Nioques n’est pas une revue de poésie, comme son titre l’indique. C’est une revue de poésie après la poésie. Ce titre est  l’un des mots que Francis Ponge utilisait pour désigner ces textes qu’il écrivait en dehors de toute intention esthétique, et de toute espèce de préoccupation poétique ; On  rappelle ici ce qu’il écrivait dans Méthodes en 1948 : « Le jour où l’on voudra bien admettre comme sincère et vraie la déclaration que je fais à tout bout de champ que je ne me veux pas poète, que j’utilise le magma poétique mais pour m’en débarrasser (…) on me fera plaisir, on s’épargnera bien des discussions oiseuses à mon sujet, etc. »

“o curvi dimandanti…” (un post su fb) / differx. 2019

O curvi dimandanti che nobilmente & attempatamente salendo l’escalina chiedete a me conto di Perec e Ponge (voi per vent’anni imperíti nel pronunziare il nome di questo, e schivando quello), vi fia noto che non nella sola petrarcaica scuola esiste la traditio.

Oltre a militare, a Sparta anco si procrea.

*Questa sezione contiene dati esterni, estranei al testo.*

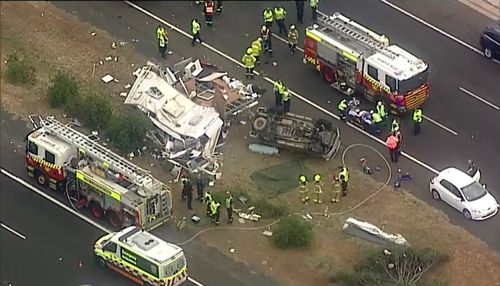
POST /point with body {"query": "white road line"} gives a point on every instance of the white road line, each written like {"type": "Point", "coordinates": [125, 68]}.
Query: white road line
{"type": "Point", "coordinates": [479, 98]}
{"type": "Point", "coordinates": [16, 233]}
{"type": "Point", "coordinates": [429, 25]}
{"type": "Point", "coordinates": [51, 199]}
{"type": "Point", "coordinates": [440, 125]}
{"type": "Point", "coordinates": [65, 207]}
{"type": "Point", "coordinates": [327, 112]}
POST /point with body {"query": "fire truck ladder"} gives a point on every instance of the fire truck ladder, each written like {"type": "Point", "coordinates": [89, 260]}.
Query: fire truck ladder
{"type": "Point", "coordinates": [355, 33]}
{"type": "Point", "coordinates": [99, 152]}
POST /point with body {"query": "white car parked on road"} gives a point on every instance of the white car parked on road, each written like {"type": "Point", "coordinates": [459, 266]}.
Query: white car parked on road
{"type": "Point", "coordinates": [464, 193]}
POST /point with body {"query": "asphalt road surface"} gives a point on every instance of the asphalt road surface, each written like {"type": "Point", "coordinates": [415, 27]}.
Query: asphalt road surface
{"type": "Point", "coordinates": [56, 248]}
{"type": "Point", "coordinates": [452, 66]}
{"type": "Point", "coordinates": [52, 232]}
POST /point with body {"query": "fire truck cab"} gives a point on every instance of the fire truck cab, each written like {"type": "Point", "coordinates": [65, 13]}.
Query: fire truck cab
{"type": "Point", "coordinates": [354, 59]}
{"type": "Point", "coordinates": [46, 155]}
{"type": "Point", "coordinates": [93, 176]}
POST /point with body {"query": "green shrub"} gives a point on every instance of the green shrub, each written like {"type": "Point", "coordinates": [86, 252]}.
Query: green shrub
{"type": "Point", "coordinates": [292, 232]}
{"type": "Point", "coordinates": [128, 132]}
{"type": "Point", "coordinates": [401, 266]}
{"type": "Point", "coordinates": [20, 70]}
{"type": "Point", "coordinates": [63, 89]}
{"type": "Point", "coordinates": [96, 111]}
{"type": "Point", "coordinates": [269, 210]}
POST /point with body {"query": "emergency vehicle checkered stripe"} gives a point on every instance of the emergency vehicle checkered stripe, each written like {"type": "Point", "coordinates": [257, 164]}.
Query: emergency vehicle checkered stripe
{"type": "Point", "coordinates": [156, 282]}
{"type": "Point", "coordinates": [45, 163]}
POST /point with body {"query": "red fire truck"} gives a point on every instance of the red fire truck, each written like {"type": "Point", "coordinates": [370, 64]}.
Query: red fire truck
{"type": "Point", "coordinates": [354, 59]}
{"type": "Point", "coordinates": [93, 176]}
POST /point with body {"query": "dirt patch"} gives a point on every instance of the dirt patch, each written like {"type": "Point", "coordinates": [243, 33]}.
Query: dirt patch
{"type": "Point", "coordinates": [59, 41]}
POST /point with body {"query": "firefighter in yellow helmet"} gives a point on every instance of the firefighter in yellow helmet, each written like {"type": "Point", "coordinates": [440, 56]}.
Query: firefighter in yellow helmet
{"type": "Point", "coordinates": [293, 38]}
{"type": "Point", "coordinates": [257, 49]}
{"type": "Point", "coordinates": [303, 190]}
{"type": "Point", "coordinates": [249, 62]}
{"type": "Point", "coordinates": [318, 189]}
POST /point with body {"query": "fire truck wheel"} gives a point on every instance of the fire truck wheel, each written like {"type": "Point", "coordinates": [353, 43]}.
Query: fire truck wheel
{"type": "Point", "coordinates": [101, 262]}
{"type": "Point", "coordinates": [41, 179]}
{"type": "Point", "coordinates": [260, 124]}
{"type": "Point", "coordinates": [328, 74]}
{"type": "Point", "coordinates": [114, 220]}
{"type": "Point", "coordinates": [96, 210]}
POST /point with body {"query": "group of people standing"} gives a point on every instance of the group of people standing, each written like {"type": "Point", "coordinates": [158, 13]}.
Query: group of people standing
{"type": "Point", "coordinates": [204, 196]}
{"type": "Point", "coordinates": [339, 185]}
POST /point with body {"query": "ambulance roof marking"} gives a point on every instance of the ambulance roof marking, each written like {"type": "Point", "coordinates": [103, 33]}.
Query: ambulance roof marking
{"type": "Point", "coordinates": [146, 244]}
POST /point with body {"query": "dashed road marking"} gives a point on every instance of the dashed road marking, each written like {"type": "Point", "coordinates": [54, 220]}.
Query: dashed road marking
{"type": "Point", "coordinates": [479, 98]}
{"type": "Point", "coordinates": [13, 231]}
{"type": "Point", "coordinates": [302, 98]}
{"type": "Point", "coordinates": [440, 125]}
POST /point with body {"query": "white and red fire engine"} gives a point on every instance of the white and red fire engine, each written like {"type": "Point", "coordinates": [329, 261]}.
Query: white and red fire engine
{"type": "Point", "coordinates": [93, 176]}
{"type": "Point", "coordinates": [354, 59]}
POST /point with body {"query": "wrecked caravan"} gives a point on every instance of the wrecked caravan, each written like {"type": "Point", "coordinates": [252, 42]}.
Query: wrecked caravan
{"type": "Point", "coordinates": [192, 105]}
{"type": "Point", "coordinates": [188, 132]}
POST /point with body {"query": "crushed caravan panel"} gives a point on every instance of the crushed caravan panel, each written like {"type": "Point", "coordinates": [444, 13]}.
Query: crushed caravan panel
{"type": "Point", "coordinates": [296, 132]}
{"type": "Point", "coordinates": [206, 85]}
{"type": "Point", "coordinates": [189, 132]}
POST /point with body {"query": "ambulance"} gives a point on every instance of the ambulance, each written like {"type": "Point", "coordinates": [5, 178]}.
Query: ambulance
{"type": "Point", "coordinates": [142, 257]}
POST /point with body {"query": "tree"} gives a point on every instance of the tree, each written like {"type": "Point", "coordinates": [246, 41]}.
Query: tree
{"type": "Point", "coordinates": [63, 90]}
{"type": "Point", "coordinates": [293, 232]}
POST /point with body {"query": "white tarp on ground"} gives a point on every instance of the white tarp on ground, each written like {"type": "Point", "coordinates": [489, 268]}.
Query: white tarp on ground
{"type": "Point", "coordinates": [372, 233]}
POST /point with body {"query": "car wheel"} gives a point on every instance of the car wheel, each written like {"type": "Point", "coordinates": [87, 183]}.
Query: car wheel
{"type": "Point", "coordinates": [487, 53]}
{"type": "Point", "coordinates": [435, 195]}
{"type": "Point", "coordinates": [101, 262]}
{"type": "Point", "coordinates": [467, 214]}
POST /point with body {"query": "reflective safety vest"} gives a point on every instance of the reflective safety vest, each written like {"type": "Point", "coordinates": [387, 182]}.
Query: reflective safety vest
{"type": "Point", "coordinates": [391, 142]}
{"type": "Point", "coordinates": [268, 15]}
{"type": "Point", "coordinates": [394, 126]}
{"type": "Point", "coordinates": [317, 178]}
{"type": "Point", "coordinates": [344, 173]}
{"type": "Point", "coordinates": [285, 95]}
{"type": "Point", "coordinates": [278, 86]}
{"type": "Point", "coordinates": [376, 118]}
{"type": "Point", "coordinates": [302, 179]}
{"type": "Point", "coordinates": [195, 27]}
{"type": "Point", "coordinates": [256, 47]}
{"type": "Point", "coordinates": [342, 105]}
{"type": "Point", "coordinates": [265, 34]}
{"type": "Point", "coordinates": [417, 115]}
{"type": "Point", "coordinates": [381, 110]}
{"type": "Point", "coordinates": [160, 32]}
{"type": "Point", "coordinates": [209, 8]}
{"type": "Point", "coordinates": [161, 42]}
{"type": "Point", "coordinates": [207, 198]}
{"type": "Point", "coordinates": [229, 202]}
{"type": "Point", "coordinates": [214, 207]}
{"type": "Point", "coordinates": [248, 61]}
{"type": "Point", "coordinates": [279, 13]}
{"type": "Point", "coordinates": [293, 36]}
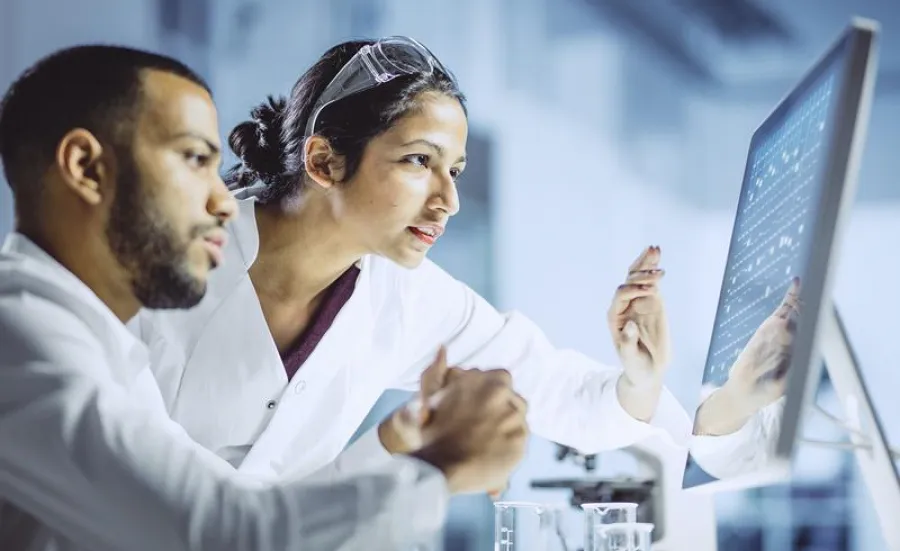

Lo disse il Cristo medesimo: “non di solo Sereni vivrà l’uomo, ma di ogni parola che esce da radio e tv e google, cioè dall’uomo istesso”. E anche disse: “non sono venuto a portare il poetare, ma la spada, zac”. (San Giovanni scrive “ZAC” maiuscolo, mi pare).

Uscite dagli anni Trenta del Novecento, o nobili. Ma anche dal 1525, sì parva lince omai Bembo cantante pare, agli occhi smagati dei ventenni del secolo ventuno, venturo già arrivato.

Poi ci sarebbe il discorso dell’ironia, del gioco, del “linguaggio e opposizione” di cui NB ha scritto cose che vi furon lette al desco quando ancora bagnavate le fascioline.

Mai però vorrei vi gittasse in panico l’elenco. Lo interrompo.

due o tre cose che so sulla prosa in prosa / michele zaffarano. 2021

Jasper Johns, Tre bandiere (1958)

Da
Claudia Crocco, La poesia in prosa in Italia. Dal Novecento a oggi, Carocci 2021:

«In questo libro manterremo una prospettiva più ampia». [sottolineatura mia]

«Questa espressione ricalca il termine “prose en prose” coniato da Jean-Marie Gleizeuno dei principali autori di poesia in prosa francese degli ultimi anni». [sottolineatura mia]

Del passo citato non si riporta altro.